I have written before, I know, about Michael's New Year's
resolutions and their amazing, er, concreteness. And so, with the end of the
year looming suddenly, and with apple season in full, fragrant swing, Michael
decided to learn how to bake a pie crust. Which was the entirety of his
personal goals for 2010. Of course, fulfilling his resolution presented a
direct challenge to one of my own: patience. I am just not that patient a
teacher sometimes. Michael has these beautiful hands, these intuitive massage-therapist
hands that work magic on the bodies of people in pain, people in need, people
looking for the kind of experience that makes you groan, one minute into it,
"Never stop. Oh, I'm already sad about the fact that you're going to stop
at some point." Honestly. And yet in the context of the pie crust, it was
as though he suddenly had ten thick sausages stapled to his palm.

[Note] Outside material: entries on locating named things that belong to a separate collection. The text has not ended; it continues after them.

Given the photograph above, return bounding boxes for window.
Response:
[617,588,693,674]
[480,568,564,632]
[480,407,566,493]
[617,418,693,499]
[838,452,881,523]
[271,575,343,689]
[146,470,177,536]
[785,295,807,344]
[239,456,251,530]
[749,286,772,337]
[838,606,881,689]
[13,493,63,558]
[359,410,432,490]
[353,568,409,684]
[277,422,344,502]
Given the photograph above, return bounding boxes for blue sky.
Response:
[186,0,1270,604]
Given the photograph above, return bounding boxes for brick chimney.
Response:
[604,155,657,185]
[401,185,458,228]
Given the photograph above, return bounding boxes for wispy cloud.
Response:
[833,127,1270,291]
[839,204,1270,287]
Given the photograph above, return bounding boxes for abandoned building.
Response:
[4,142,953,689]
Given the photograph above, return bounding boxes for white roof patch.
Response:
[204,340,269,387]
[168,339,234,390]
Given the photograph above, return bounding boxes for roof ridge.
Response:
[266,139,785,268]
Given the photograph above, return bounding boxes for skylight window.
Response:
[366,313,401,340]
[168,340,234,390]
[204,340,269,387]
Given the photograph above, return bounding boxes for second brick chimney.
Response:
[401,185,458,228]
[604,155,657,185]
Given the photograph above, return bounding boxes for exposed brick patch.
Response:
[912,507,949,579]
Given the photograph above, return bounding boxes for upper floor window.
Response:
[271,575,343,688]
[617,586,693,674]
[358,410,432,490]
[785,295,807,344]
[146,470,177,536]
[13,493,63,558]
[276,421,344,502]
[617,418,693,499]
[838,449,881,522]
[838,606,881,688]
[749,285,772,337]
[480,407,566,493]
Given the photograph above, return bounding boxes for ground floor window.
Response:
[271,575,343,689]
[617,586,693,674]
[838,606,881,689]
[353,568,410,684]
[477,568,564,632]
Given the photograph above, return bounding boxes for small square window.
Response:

"Gently!" I admonished him, more than once, and he said, sheepish,
"I'm trying." I'm sure it didn't help that I was snapping a million
pictures, or just snapping in general.
And yet: he found the overall experience to be a positive
one, and he was thrilled with the finished pie which looked, there's no way
around it, like a specimen from a magazine cover (or centerfold). And it tasted
even better.
As I was teaching him, though, I started to understand pie
crust's bad reputation for making people feel incompetent and afraid. There's a
lot of that kind of hazy "not too much. . . but not too little. . ."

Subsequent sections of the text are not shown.